Headlight AI: Uses signal processing technology to intelligently sense and map harsh environments for autonomous drones and service robots. The use of its technology is not limited to law enforcement, as its 3D mapping technology can also be used to inspect public infrastructure, mines and other difficult-to-reach or hazardous environments.

Clue: Currently in use with 18 police forces, Clue has developed a single, browser-based API for investigation management that allows officers to quickly record and collate information from a number of different sources. This in turn makes it much easier for investigation teams to gather, access and share the information. In 2018, Clue secured funding from Innovate UK.

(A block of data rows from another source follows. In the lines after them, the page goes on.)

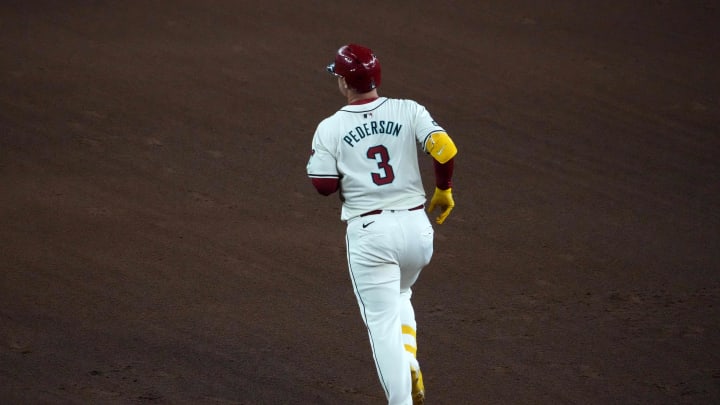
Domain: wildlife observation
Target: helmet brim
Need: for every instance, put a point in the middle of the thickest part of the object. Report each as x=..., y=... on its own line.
x=331, y=69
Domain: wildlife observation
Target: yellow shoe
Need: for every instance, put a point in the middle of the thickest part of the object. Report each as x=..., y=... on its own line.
x=418, y=391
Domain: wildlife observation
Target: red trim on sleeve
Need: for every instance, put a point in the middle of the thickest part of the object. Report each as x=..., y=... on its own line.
x=443, y=173
x=326, y=186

FUTR: Seeking to transform how citizens engage with the police, FUTR is creating chatbots with natural language processing software that is able to understand the tone, emotion and sentiment of user messages. It is hoped the chatbot will significantly reduce the high volume of low-risk calls made to 101.

Kaseware: Founded in 2016 by a small FBI team unhappy with the Sentinel case management system that had been built for them by a major defence contractor. It provides a single, fully index-able platform that includes evidence and investigation management, as well as a powerful data analytics tool that can generates connections between disparate datasets.

BlueLine Grid: Founded by former NYPD commissioner Bill Bratton, BlueLine Grid equips first responders with a secured platform for instant messaging and group conversations that enables officers to collaborate and share information – all of which is done through a mobile app. The product was first trialled in a specialist SWAT division of the LAPD and is now used throughout the US.